Врачебная и человеческая этика не так уж расходятся, и поэтому правоту Шаламова трудно как-либо оспаривать. Притом что Лунин был действительно хороший хирург и неплохой (по многочисленным воспоминаниям) человек, лишь иногда впадавший в подобный раж (что можно объяснить опять же его положением многолетнего заключенного Колымы). Этот случай — как и рассказ, с сохранением реальной фамилии! — дает возможность, может быть, наиболее осязаемо почувствовать чрезвычайную нравственную строгость Шаламова, отсутствие у него какой-либо снисходительности к человеческим проступкам и слабостям [46] .
46
Большинство колымских врачей очень тепло отзывались о С.М. Лунине. Например, Ю.В. Шапиро писал о предыстории его попадания на Колыму: «Будучи студентом пятого курса медицинского института, он рассказал кому-то такой анекдот. Трем колхозницам выдали премию: одной путевку в санаторий, второй отрез на платье, а третьей, самой бойкой, — бюст товарища Сталина. Она ревет. "Так тебе, дуре, и надо", — говорят ей подружки. В ту же ночь Лунин был арестован, помещен на Лубянку. После окончания следствия его привели в кабинет Берии, который ударом резиновой дубинки благословил потомка декабриста на 17-летний крестный путь. На Колыме он работал в шахтах Аркагалы, заболел тяжелой формой силикоза. Я познакомился с ним в Боткинской больнице в Москве. Он стал прекрасным хирургом, много и успешно оперировал. Он рано ушел из жизни». Е. А. Мамучашвили вспоминала случай, когда Лунин спас несколько больных от направления в особый лагерь (Берлаг), сделав им операции ложного аппендицита. Об этом случае знал и Шаламов, но он не включил его в свой рассказ.

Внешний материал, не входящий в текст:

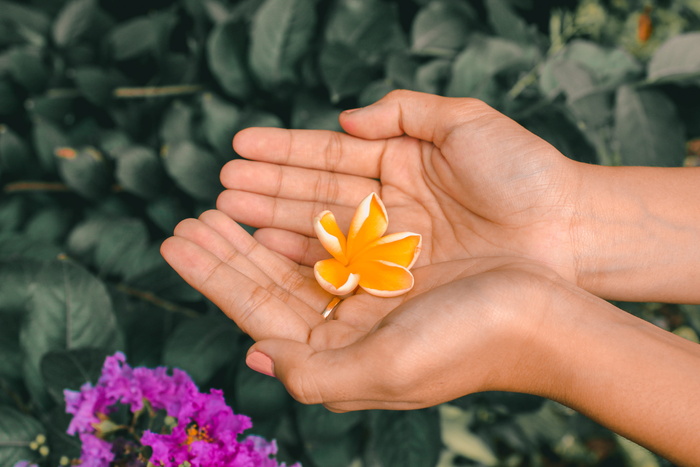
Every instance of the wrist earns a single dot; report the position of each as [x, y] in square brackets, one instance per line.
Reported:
[635, 231]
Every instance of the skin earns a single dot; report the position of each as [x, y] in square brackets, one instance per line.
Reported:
[519, 242]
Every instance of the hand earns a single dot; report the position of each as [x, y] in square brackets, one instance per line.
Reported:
[471, 181]
[377, 352]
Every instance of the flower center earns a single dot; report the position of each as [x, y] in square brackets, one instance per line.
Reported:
[198, 433]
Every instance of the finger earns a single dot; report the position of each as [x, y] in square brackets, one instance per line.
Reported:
[254, 309]
[296, 183]
[315, 377]
[267, 211]
[314, 149]
[423, 116]
[298, 248]
[242, 252]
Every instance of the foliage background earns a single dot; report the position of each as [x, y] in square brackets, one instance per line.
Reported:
[117, 116]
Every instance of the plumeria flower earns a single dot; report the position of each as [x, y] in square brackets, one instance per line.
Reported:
[378, 264]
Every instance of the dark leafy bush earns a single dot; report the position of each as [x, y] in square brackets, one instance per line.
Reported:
[118, 115]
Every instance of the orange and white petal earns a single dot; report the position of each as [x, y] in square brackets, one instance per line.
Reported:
[335, 278]
[383, 279]
[368, 224]
[401, 248]
[330, 235]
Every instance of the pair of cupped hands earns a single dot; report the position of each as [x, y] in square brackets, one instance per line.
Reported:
[499, 266]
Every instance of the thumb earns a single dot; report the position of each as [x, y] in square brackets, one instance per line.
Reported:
[311, 376]
[423, 116]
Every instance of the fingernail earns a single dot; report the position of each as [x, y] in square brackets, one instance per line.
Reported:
[261, 363]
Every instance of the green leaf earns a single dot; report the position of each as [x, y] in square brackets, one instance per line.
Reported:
[140, 171]
[370, 27]
[194, 169]
[68, 309]
[507, 24]
[343, 71]
[122, 249]
[47, 137]
[85, 170]
[431, 77]
[28, 69]
[440, 28]
[16, 159]
[177, 124]
[10, 358]
[17, 431]
[167, 211]
[677, 60]
[221, 119]
[26, 17]
[258, 395]
[318, 423]
[226, 53]
[97, 85]
[133, 38]
[475, 69]
[410, 438]
[648, 129]
[280, 36]
[50, 224]
[607, 68]
[312, 112]
[15, 276]
[9, 101]
[70, 369]
[201, 346]
[75, 20]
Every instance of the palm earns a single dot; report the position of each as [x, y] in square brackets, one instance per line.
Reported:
[481, 195]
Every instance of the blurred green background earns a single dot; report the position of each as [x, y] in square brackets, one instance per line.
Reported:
[116, 117]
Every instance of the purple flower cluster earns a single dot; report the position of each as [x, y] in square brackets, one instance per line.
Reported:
[205, 432]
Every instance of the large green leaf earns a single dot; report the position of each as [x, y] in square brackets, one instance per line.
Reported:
[16, 159]
[475, 69]
[280, 36]
[46, 138]
[194, 169]
[344, 71]
[258, 395]
[221, 119]
[17, 431]
[68, 309]
[70, 369]
[441, 28]
[677, 60]
[647, 128]
[96, 84]
[370, 27]
[508, 24]
[134, 38]
[410, 438]
[140, 171]
[77, 18]
[27, 67]
[201, 346]
[226, 52]
[85, 170]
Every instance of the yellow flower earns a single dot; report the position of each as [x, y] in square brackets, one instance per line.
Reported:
[380, 265]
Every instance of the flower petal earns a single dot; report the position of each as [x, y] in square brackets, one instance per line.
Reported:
[383, 279]
[401, 249]
[368, 224]
[330, 235]
[335, 278]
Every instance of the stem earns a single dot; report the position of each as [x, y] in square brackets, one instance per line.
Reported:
[156, 91]
[35, 186]
[157, 301]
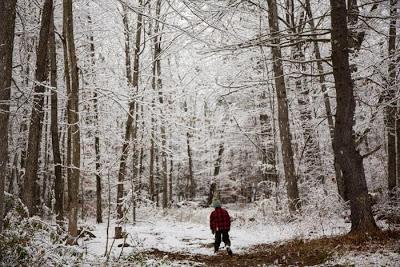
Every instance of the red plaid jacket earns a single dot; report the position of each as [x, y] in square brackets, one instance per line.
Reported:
[220, 220]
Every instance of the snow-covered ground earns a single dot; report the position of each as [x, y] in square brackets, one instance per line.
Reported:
[187, 231]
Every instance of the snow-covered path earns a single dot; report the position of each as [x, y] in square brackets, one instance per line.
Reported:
[186, 235]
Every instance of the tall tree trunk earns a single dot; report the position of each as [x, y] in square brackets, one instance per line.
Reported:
[391, 108]
[171, 172]
[134, 82]
[283, 110]
[7, 25]
[190, 186]
[327, 104]
[99, 217]
[217, 166]
[157, 59]
[268, 146]
[344, 145]
[31, 187]
[59, 181]
[73, 114]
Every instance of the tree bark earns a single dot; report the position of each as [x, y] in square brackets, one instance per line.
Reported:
[327, 104]
[31, 187]
[283, 110]
[134, 82]
[391, 102]
[344, 145]
[7, 26]
[59, 181]
[73, 114]
[99, 217]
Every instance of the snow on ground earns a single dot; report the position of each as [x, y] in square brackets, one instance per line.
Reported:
[379, 258]
[187, 231]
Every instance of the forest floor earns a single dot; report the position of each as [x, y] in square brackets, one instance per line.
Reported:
[380, 249]
[183, 238]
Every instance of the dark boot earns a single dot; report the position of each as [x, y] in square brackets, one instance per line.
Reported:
[229, 250]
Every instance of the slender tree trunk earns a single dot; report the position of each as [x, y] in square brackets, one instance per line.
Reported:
[31, 187]
[171, 172]
[99, 217]
[217, 166]
[344, 145]
[73, 114]
[59, 181]
[328, 109]
[134, 82]
[391, 108]
[7, 25]
[190, 186]
[283, 110]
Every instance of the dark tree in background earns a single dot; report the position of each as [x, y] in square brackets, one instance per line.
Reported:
[344, 145]
[7, 25]
[31, 189]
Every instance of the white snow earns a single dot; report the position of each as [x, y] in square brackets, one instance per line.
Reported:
[187, 231]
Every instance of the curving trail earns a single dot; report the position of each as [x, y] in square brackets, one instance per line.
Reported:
[328, 251]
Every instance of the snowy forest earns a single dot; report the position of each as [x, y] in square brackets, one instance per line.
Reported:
[125, 123]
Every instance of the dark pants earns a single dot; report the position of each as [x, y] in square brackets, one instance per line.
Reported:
[225, 238]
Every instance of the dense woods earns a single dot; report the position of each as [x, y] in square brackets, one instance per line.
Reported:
[108, 107]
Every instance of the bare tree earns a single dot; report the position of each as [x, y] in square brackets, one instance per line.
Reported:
[134, 82]
[31, 188]
[391, 108]
[7, 26]
[73, 114]
[344, 145]
[59, 181]
[283, 111]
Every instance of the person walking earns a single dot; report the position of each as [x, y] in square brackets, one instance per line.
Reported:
[220, 224]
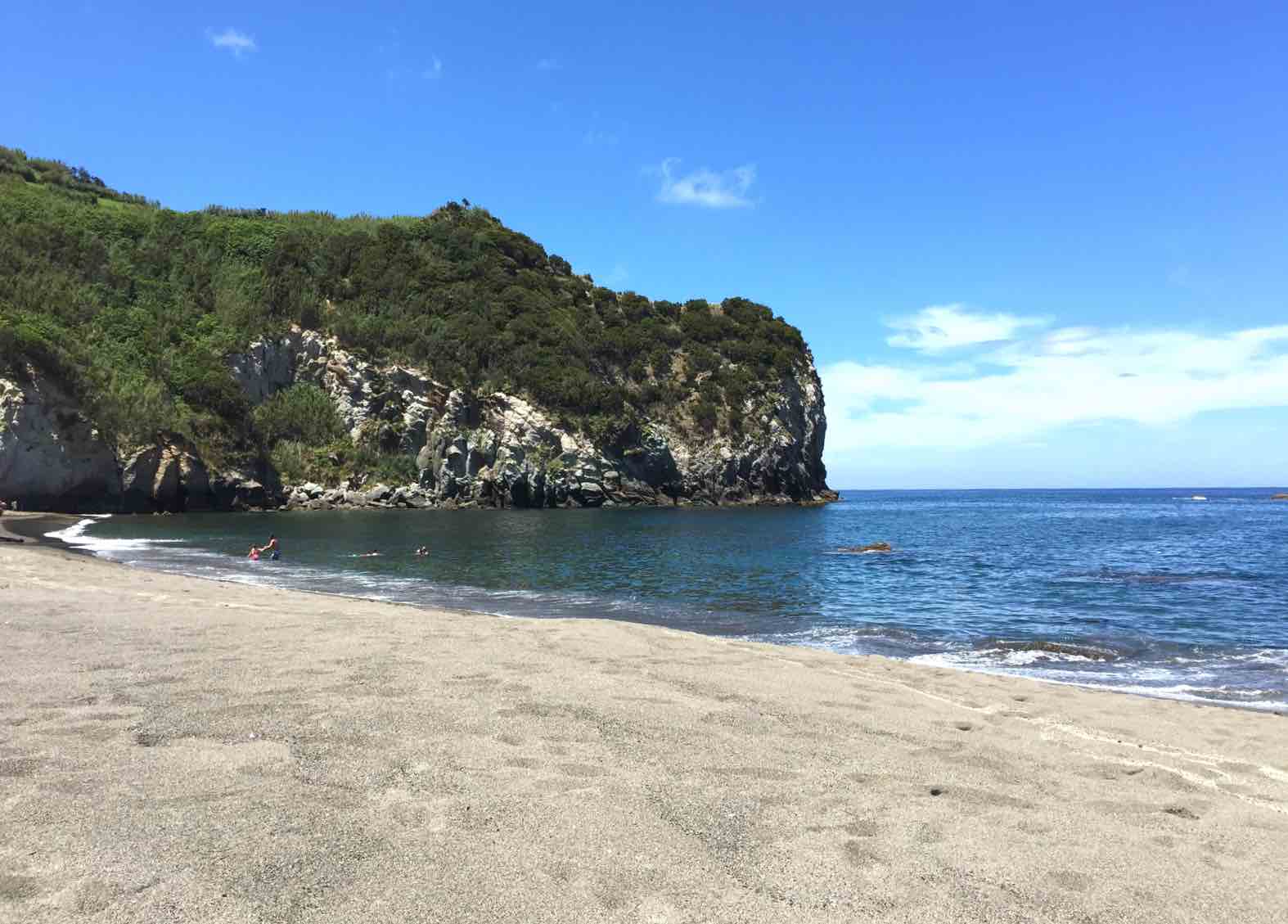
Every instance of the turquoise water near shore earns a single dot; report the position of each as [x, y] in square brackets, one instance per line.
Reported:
[1149, 592]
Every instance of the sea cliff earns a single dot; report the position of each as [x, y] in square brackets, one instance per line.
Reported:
[232, 358]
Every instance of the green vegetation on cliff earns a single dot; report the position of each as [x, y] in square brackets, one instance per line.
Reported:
[136, 307]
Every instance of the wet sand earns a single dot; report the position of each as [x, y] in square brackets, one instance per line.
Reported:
[186, 750]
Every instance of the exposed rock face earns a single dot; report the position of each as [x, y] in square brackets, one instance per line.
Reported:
[500, 450]
[495, 450]
[51, 457]
[172, 477]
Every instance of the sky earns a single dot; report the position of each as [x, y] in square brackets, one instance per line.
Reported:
[1028, 248]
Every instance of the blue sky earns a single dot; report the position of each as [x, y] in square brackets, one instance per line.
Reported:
[1028, 248]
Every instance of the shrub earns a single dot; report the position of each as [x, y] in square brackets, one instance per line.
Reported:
[302, 414]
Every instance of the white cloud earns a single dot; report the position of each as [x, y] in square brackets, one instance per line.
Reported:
[707, 188]
[595, 138]
[237, 43]
[1040, 381]
[939, 327]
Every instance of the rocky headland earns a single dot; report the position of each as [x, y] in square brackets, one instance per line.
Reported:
[493, 450]
[244, 358]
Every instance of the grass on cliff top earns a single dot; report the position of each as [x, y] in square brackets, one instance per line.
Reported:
[136, 307]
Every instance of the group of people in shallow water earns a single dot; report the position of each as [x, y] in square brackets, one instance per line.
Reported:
[273, 551]
[269, 549]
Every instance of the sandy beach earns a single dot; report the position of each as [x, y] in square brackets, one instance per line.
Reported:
[186, 750]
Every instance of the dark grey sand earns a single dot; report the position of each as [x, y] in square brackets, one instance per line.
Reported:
[183, 750]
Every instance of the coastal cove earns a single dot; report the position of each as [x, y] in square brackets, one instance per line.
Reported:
[1146, 592]
[262, 754]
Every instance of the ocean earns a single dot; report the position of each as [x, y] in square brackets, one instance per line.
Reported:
[1178, 593]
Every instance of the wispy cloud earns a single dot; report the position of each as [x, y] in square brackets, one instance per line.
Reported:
[942, 327]
[1040, 381]
[706, 188]
[232, 40]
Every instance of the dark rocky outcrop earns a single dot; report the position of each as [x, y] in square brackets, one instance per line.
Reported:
[500, 450]
[52, 457]
[489, 450]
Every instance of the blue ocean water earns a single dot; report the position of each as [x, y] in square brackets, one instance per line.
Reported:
[1178, 593]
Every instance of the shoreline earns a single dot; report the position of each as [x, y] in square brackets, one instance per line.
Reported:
[70, 520]
[276, 754]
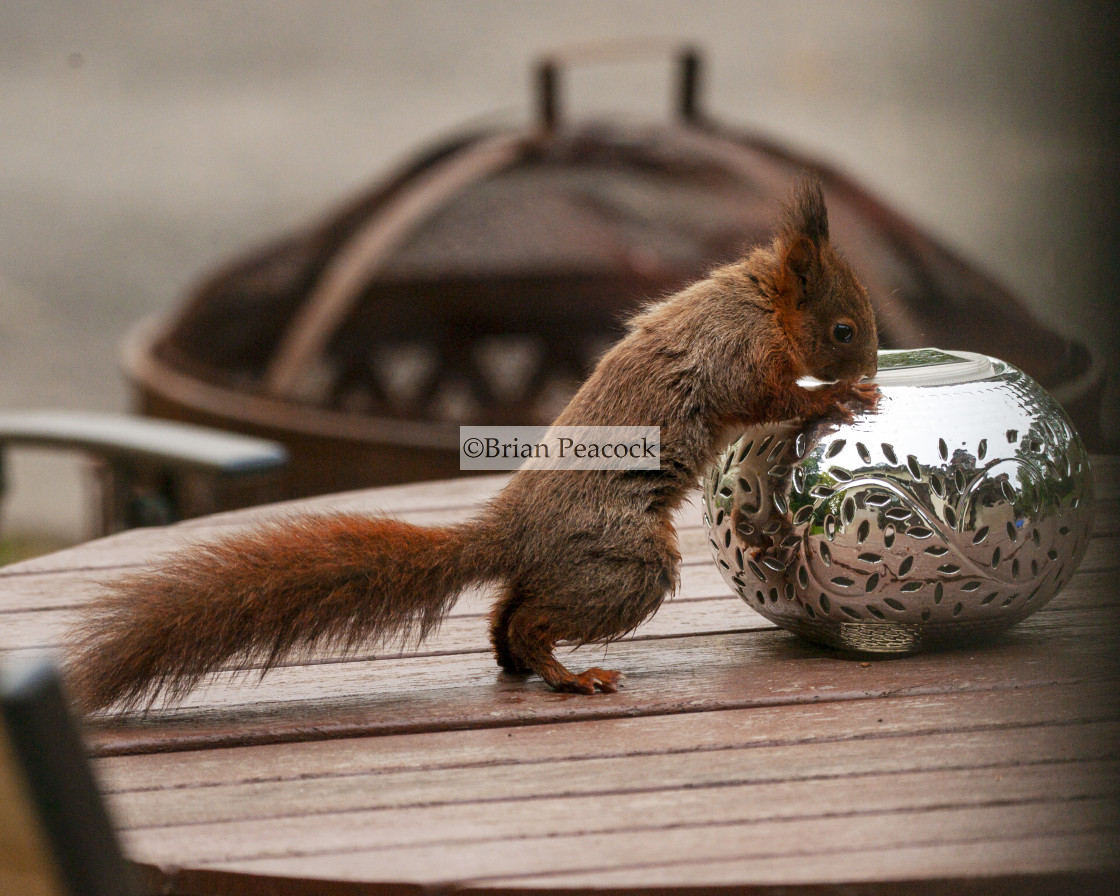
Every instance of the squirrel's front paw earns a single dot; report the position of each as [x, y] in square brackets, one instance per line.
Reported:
[862, 394]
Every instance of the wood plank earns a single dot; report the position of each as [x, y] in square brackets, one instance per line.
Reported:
[604, 852]
[653, 810]
[819, 722]
[666, 675]
[622, 774]
[1045, 864]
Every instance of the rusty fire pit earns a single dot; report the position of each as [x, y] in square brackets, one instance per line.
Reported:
[481, 283]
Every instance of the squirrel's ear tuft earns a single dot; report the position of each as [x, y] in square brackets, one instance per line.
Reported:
[805, 214]
[799, 260]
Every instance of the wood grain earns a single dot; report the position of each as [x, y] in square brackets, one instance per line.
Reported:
[735, 753]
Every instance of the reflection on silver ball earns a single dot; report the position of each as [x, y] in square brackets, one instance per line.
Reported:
[959, 506]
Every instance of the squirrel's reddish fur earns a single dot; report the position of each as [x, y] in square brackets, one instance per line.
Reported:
[575, 556]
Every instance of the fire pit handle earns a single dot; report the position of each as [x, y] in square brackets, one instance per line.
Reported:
[548, 74]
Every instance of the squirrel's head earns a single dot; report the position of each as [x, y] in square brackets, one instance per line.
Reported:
[819, 299]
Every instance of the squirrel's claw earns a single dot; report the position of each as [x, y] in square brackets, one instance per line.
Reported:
[595, 679]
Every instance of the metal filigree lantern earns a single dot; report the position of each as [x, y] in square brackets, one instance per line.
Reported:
[959, 506]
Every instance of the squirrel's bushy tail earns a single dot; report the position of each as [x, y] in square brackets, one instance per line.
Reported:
[253, 598]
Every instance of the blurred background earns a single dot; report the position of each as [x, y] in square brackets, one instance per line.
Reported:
[145, 142]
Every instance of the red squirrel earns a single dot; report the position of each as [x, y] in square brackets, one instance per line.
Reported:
[574, 556]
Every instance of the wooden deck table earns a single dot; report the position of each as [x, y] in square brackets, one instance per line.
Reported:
[735, 755]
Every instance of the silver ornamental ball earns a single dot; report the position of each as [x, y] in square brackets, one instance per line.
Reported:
[959, 506]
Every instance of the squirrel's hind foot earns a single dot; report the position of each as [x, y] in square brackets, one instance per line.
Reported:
[595, 679]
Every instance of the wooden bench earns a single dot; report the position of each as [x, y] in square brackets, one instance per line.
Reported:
[154, 472]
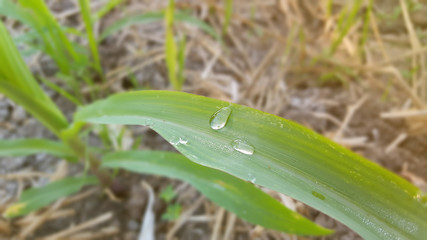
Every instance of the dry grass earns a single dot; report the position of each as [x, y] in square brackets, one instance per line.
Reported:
[271, 50]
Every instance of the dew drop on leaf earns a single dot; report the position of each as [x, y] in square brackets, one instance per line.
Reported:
[318, 195]
[243, 147]
[219, 119]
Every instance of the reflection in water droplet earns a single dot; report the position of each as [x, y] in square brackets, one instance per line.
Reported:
[219, 119]
[251, 178]
[243, 147]
[178, 141]
[318, 195]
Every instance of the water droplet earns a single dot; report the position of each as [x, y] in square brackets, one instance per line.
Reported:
[219, 119]
[178, 141]
[251, 178]
[243, 147]
[318, 195]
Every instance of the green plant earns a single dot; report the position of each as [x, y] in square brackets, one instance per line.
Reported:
[226, 149]
[173, 210]
[26, 91]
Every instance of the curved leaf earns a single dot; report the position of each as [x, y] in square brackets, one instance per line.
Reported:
[240, 197]
[36, 198]
[24, 147]
[282, 155]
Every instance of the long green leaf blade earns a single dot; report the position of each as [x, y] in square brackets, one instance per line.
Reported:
[36, 198]
[17, 83]
[285, 157]
[238, 196]
[25, 147]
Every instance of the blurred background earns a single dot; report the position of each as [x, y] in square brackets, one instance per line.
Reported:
[354, 71]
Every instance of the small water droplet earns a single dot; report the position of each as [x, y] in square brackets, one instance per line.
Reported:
[243, 147]
[219, 119]
[318, 195]
[251, 178]
[178, 141]
[422, 198]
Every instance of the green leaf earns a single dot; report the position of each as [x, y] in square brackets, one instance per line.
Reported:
[154, 17]
[87, 19]
[167, 194]
[240, 197]
[171, 52]
[36, 198]
[287, 157]
[24, 147]
[110, 5]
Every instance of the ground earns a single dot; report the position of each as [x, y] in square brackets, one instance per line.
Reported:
[273, 58]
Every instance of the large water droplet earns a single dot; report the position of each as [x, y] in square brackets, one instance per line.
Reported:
[219, 119]
[318, 195]
[178, 141]
[251, 178]
[243, 147]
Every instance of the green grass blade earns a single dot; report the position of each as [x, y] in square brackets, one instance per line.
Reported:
[238, 196]
[154, 17]
[17, 83]
[36, 198]
[345, 22]
[280, 154]
[25, 147]
[87, 19]
[56, 43]
[171, 52]
[181, 60]
[228, 12]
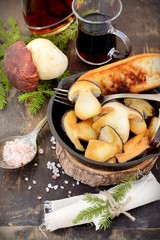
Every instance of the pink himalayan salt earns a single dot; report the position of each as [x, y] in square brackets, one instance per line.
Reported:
[18, 152]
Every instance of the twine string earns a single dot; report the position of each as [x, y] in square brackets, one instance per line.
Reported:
[117, 208]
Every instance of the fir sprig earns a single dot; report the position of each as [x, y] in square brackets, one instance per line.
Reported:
[101, 208]
[11, 34]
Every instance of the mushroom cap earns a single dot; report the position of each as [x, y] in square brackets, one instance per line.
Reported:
[117, 116]
[77, 131]
[20, 68]
[79, 86]
[50, 61]
[133, 147]
[84, 94]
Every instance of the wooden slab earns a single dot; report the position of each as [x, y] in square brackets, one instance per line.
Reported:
[96, 177]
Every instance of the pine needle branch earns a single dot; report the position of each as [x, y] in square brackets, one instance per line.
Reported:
[101, 208]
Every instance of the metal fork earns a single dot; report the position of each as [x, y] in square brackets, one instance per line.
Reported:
[61, 96]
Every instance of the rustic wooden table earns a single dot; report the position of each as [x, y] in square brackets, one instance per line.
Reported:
[21, 212]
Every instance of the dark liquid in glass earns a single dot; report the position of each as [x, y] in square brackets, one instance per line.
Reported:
[93, 41]
[44, 16]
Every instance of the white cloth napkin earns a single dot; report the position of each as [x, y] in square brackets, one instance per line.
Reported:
[61, 213]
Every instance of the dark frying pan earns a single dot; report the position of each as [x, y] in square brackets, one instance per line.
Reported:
[56, 111]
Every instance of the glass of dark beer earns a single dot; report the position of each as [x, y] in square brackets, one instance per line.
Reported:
[96, 40]
[47, 16]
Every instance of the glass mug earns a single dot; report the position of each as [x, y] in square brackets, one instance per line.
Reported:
[96, 39]
[46, 16]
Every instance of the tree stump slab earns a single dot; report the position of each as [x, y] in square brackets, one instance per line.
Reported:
[97, 177]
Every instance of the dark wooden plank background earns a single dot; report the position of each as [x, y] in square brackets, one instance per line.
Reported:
[20, 210]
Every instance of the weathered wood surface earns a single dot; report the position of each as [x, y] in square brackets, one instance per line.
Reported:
[98, 177]
[21, 212]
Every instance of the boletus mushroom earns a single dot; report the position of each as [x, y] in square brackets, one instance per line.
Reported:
[84, 94]
[134, 147]
[77, 131]
[145, 108]
[104, 148]
[117, 115]
[20, 68]
[26, 64]
[154, 131]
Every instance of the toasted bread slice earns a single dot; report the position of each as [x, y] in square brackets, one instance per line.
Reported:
[134, 74]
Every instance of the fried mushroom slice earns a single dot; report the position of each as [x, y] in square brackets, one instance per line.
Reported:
[84, 94]
[77, 131]
[154, 131]
[134, 147]
[145, 108]
[117, 116]
[103, 149]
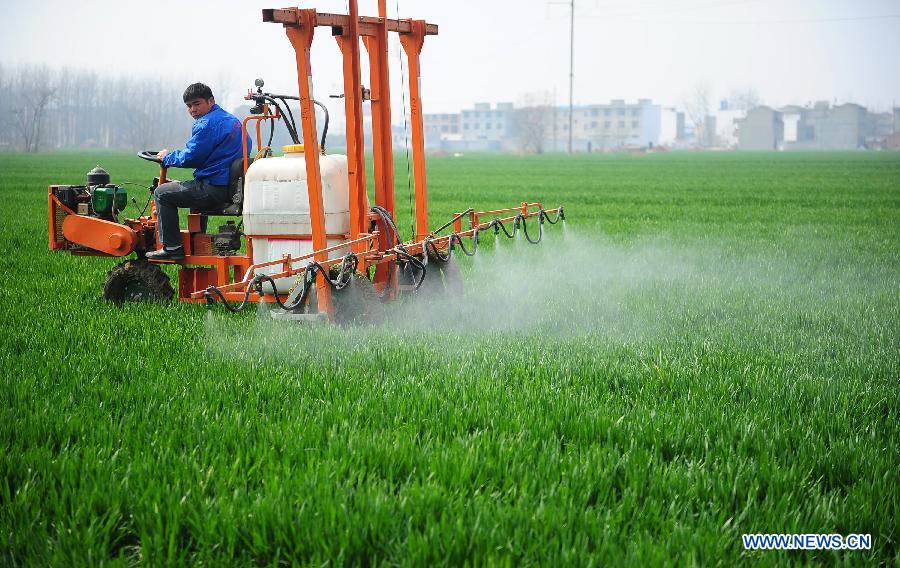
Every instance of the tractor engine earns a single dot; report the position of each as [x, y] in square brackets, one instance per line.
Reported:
[84, 219]
[97, 198]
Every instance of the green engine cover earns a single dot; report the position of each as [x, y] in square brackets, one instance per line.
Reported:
[102, 198]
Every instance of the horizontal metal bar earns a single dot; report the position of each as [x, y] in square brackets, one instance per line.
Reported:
[235, 289]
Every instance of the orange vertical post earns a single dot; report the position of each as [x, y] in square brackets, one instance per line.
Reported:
[300, 36]
[382, 140]
[412, 45]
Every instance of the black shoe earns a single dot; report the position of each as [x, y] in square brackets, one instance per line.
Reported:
[166, 254]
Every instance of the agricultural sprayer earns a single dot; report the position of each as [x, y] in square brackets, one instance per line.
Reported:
[306, 237]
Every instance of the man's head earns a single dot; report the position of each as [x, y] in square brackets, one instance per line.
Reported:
[199, 100]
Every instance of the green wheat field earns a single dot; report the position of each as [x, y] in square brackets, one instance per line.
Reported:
[710, 346]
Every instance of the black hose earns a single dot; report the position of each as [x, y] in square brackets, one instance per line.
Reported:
[560, 216]
[325, 127]
[521, 218]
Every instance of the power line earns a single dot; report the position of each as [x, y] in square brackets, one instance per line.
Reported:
[760, 22]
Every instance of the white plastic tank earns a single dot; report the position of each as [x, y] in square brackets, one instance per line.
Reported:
[276, 208]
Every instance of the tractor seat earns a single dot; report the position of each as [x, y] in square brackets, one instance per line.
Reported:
[235, 190]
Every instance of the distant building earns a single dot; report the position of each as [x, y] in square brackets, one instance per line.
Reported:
[723, 130]
[618, 124]
[486, 128]
[439, 127]
[761, 129]
[824, 127]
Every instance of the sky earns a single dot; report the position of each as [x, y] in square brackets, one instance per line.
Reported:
[789, 51]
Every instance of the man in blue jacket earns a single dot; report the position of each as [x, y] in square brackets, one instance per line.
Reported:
[215, 143]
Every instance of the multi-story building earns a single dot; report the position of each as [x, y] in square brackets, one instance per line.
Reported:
[617, 124]
[489, 128]
[441, 126]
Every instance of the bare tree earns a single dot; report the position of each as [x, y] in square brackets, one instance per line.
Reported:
[532, 121]
[696, 107]
[30, 90]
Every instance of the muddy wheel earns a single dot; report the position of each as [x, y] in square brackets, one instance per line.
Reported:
[356, 303]
[137, 281]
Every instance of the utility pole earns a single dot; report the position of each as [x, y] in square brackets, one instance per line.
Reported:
[571, 4]
[571, 65]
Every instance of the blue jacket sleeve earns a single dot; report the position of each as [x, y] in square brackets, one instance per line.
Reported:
[196, 150]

История с Луниным дает много поводов поразмышлять и об особенностях лагерной медицины, и об изменениях в психологии ее представителей. Мы имеем случай убедиться, что Шаламов подчас «перегибал палку» (даже по лагерным, а не только по обыденным меркам) в суждении о людях. Это, несомненно, — особая трансформация его врожденной честности, заставляющая говорить либо о гипертрофии этого качества под влиянием лагерных условий, либо об атрофии любого чувства жалости — по тем же причинам. Он и сам это осознавал. Недаром рефреном его колымского опыта стали слова: «Лагерь — целиком отрицательный опыт для человека, ни один человек не становится лучше после лагеря». Об этих необратимых изменениях в своем характере со всей беспощадностью к себе писал он в рассказе «Вечная мерзлота», посвященном чуть более позднему периоду. Став самостоятельным фельдшером, Шаламов отказался у себя в медпункте от услуг заключенного-поломоя, сочтя его симулянтом. Это грозило тому отправкой на общие работы, в забой, а он был действительно больным. На следующий день он повесился в конюшне. Шаламову пришлось видеть весь этот итог. «И я понял внезапно, что мне уже поздно учиться и медицине, и жизни» — так кончается этот один из самых трагических рассказов писателя…
Из всего, связанного с Левым берегом, можно судить, что Шаламов оценивал лагерных медиков отнюдь не так однолинейно, как, скажем, А. Солженицын (видевший в них, судя по «Архипелагу ГУЛАГ», лишь пособников палачей). Годы фельдшерской работы не только спасли жизнь Шаламову, но и в итоге благотворно повлияли на его изломанную лагерным миром психику. Это особенно проявилось после освобождения, когда он работал вольнонаемным фельдшером в дорожном управлении Оймякона. Маленький, но характерный штрих его биографии этого периода вспомнил много лет спустя бывший заключенный, вологжанин А. Кабанов. Однажды он тяжело заболел, и Шаламов выручил его, специально достав для своего земляка дефицитный в то время пенициллин. Таких случаев в фельдшерской практике Шаламова, несомненно, было немало — недаром потом в письме Борису Пастернаку он писал: «Меня помянут добрым словом и помянут люди хорошие. Несчастные, но хорошие». Он постепенно переставал быть «волком», как он себя называл («…я и сам был волк — и научился есть из рук людей» — эта почти киплинговская метафора из рассказа «У Флора и Лавра» чрезвычайно красноречива).